La alta burocracia busca las maneras de llevarse bien con Su Ilustrísima, debido a que su potestad no sólo incumbe a negocios terrenales sino a la vida eterna. El mismo predicamento experimentan la nobleza y los estratos inferiores, cuyos miembros sienten reverencia y temor ante sus paramentos. Así como bendice el real pendón y los sellos de los monarcas para que adquiera validez el tránsito de las dinastías, puede fulminar a cualquiera, rico o pobre, mantuano o menestral, con anatemas susceptibles de remitir al infierno. La estatura de su influencia se refleja en las ceremonias más pomposas, en las cuales ocupa asiento principal con cojín y tapete acompañado de heraldo, pajes, canónigos, sombrilla, estandarte, escudo de armas e insignias indicativas de dignidad.

En cuanto representante del pontífice y con apoyo del patronato regio, tiene autoridad

«(...) para establecer leyes, y hacer constituciones, en orden al buen gobierno de las iglesias y súbditos (...) deseando remover de todo punto los estorbos, y frivolas evasiones de los que con el tiempo presumieren frustrar, y hacer ilusorias estas nuestras constituciones, para excusarse de su debida observancia[4].»

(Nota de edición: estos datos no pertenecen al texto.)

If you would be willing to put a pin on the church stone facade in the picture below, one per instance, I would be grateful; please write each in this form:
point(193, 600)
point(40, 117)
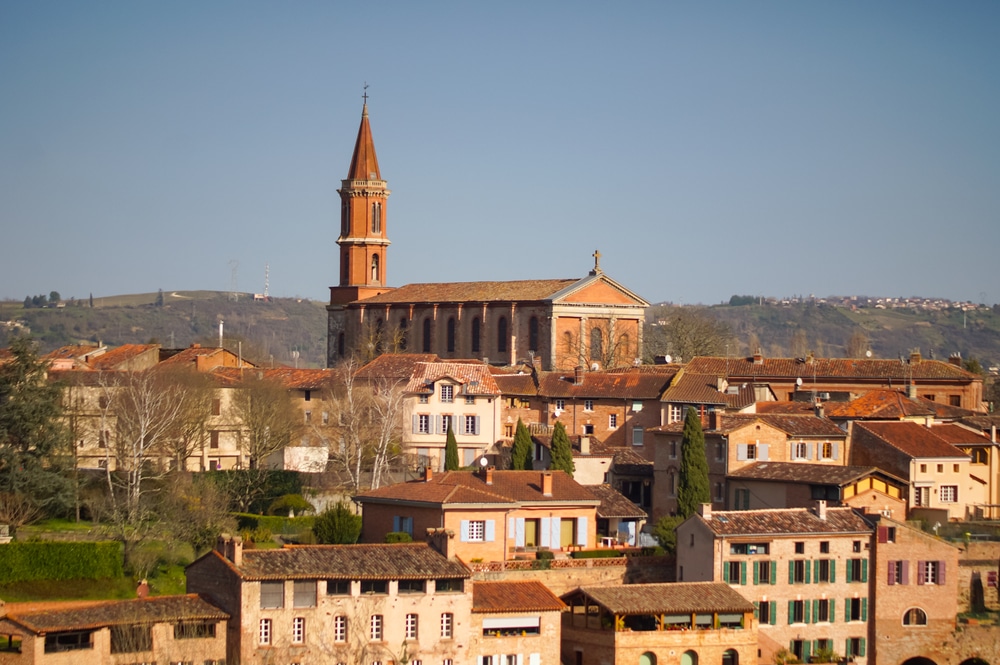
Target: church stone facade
point(592, 322)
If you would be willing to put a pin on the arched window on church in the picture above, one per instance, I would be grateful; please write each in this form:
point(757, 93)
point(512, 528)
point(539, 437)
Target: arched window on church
point(502, 335)
point(476, 332)
point(596, 344)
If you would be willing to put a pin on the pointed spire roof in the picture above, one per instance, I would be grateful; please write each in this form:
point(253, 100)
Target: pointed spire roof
point(364, 163)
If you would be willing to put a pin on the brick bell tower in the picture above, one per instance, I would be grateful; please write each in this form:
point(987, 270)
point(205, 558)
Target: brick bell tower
point(362, 240)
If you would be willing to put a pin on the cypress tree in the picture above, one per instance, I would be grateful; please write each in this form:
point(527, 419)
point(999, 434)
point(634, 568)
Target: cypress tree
point(692, 488)
point(451, 452)
point(562, 451)
point(521, 453)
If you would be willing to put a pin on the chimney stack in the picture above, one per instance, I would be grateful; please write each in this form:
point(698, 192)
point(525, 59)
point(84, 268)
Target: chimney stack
point(546, 483)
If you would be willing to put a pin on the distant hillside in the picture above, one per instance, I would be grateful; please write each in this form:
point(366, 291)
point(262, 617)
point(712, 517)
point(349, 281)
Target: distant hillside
point(276, 328)
point(891, 332)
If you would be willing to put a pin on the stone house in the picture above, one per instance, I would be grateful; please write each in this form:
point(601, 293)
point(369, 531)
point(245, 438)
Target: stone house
point(335, 603)
point(162, 629)
point(687, 623)
point(489, 515)
point(805, 571)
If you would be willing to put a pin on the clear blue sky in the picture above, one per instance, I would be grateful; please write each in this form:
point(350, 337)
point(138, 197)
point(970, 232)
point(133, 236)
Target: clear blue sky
point(706, 148)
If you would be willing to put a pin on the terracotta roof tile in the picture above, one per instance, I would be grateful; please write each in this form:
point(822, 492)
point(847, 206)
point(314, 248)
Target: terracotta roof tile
point(116, 612)
point(785, 521)
point(908, 437)
point(466, 292)
point(523, 596)
point(365, 562)
point(675, 598)
point(476, 379)
point(827, 368)
point(614, 504)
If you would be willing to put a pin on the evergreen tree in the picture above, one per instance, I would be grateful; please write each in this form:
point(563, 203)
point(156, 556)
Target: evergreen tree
point(451, 451)
point(562, 451)
point(520, 456)
point(692, 489)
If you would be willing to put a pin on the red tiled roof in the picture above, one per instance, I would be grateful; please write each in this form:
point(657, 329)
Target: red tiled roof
point(908, 437)
point(827, 368)
point(629, 384)
point(674, 598)
point(464, 292)
point(112, 358)
point(784, 521)
point(522, 596)
point(476, 379)
point(453, 487)
point(397, 561)
point(100, 614)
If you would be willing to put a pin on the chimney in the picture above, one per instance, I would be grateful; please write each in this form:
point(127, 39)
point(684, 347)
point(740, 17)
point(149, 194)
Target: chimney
point(546, 483)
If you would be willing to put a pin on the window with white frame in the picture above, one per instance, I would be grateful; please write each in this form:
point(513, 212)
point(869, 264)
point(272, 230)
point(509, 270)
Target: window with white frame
point(411, 626)
point(447, 625)
point(477, 531)
point(264, 637)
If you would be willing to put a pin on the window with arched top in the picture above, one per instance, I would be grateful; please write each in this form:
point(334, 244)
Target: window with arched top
point(502, 334)
point(596, 344)
point(451, 335)
point(426, 336)
point(476, 333)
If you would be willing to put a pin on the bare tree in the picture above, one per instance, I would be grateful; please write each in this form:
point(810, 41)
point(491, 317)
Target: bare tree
point(269, 418)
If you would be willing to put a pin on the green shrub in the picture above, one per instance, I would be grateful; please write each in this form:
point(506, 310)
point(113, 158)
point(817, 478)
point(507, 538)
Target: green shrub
point(398, 537)
point(21, 562)
point(596, 554)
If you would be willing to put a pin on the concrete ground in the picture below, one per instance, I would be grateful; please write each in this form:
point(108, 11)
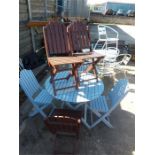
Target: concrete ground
point(35, 139)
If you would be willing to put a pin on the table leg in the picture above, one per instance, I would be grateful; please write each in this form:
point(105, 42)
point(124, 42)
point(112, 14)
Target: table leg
point(84, 119)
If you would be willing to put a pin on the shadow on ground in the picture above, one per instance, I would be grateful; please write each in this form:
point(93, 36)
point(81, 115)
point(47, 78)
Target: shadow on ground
point(37, 140)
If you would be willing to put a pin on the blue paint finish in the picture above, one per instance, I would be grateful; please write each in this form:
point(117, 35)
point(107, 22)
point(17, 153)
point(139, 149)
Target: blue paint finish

Los castigos contra el desacato pueden evitarse con una oportuna visita al prelado, quien debe aclarar el contenido de las normas antes de dictar sentencia, porque primero es padre que juez de los cristianos. Pero los que no acuden al regazo del pastor quedan sujetos a penas cuya severidad varía en función de la transgresión cometida: penitencias públicas, suspensión de funciones, diferimiento de la absolución, confinamiento en pueblos y monasterios, encierro y tormento en la cárcel episcopal... La mayor de las sanciones es la excomunión, por medio de la cual se expulsa a los pecadores del seno de la iglesia, esto es, del cuerpo místico de Cristo[5].